We dropped our lines and headed back out into the Thames, with the patient happily resting in the cockpit with a much needed beer. we clearly weren't going to be home before 1am, but with a good forecast it would be an easy trip and sensible to get back and work out how to get Dad back to Shropshire. After a hearty dinner - all food tastes better at sea - Dad retired to a bunk and we sailed and motored back. No fish this time, but amazing phosphorescence in the waters off the Essex coast, the bow wave glowed a vivid green as we disturbed the billions of microbes and persuaded them to light up in panic. Motoring up the river on a windless night, we picked up our mooring, had a glass of malt and retired for a long sleep. It had been 24 hours since Dad slipped, and we had covered a lot of ground.
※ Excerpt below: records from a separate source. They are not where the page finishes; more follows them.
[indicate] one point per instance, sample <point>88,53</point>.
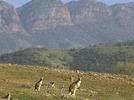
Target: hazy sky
<point>21,2</point>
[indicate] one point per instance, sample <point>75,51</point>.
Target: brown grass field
<point>19,80</point>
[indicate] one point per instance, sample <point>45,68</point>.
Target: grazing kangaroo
<point>52,84</point>
<point>39,84</point>
<point>72,78</point>
<point>7,97</point>
<point>74,86</point>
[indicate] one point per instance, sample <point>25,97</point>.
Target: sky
<point>19,3</point>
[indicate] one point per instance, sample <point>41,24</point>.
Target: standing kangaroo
<point>39,84</point>
<point>7,97</point>
<point>74,86</point>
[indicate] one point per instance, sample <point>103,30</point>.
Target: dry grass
<point>19,81</point>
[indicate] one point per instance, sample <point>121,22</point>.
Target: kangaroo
<point>52,84</point>
<point>39,84</point>
<point>72,78</point>
<point>7,97</point>
<point>74,86</point>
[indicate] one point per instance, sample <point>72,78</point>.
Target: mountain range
<point>52,24</point>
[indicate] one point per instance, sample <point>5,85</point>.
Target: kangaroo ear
<point>79,76</point>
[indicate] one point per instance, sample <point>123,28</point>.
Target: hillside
<point>19,81</point>
<point>12,34</point>
<point>53,24</point>
<point>111,58</point>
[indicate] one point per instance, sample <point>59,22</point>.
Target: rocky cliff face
<point>12,34</point>
<point>52,24</point>
<point>9,19</point>
<point>44,15</point>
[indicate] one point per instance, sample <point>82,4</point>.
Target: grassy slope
<point>19,80</point>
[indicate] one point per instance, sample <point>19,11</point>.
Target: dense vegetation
<point>117,58</point>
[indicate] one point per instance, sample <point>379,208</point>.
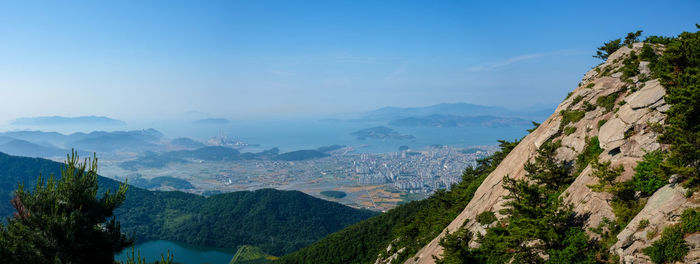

In the morning, we tidied the boat, came ashore, said farewell to Jeremy, adjusted the insurance on Dad's car to let Ed and I drive, and I drove us back to Cambridge. Ed drove Dad on to Coventry, where Mum came out and picked him up. We know have to deal with the ramifications, because with only 8 weeks to go till we depart for the Canaries, it seems unlikely that Dad can have the operation, get out of plaster and be recovered well enough to get across the Bay of Biscay with us. Hopefully he should be fine for the second trip but right now we'll check out our options and see how things go.
Get well soon Dad. We'd like to see you back on board just as soon as you're ready.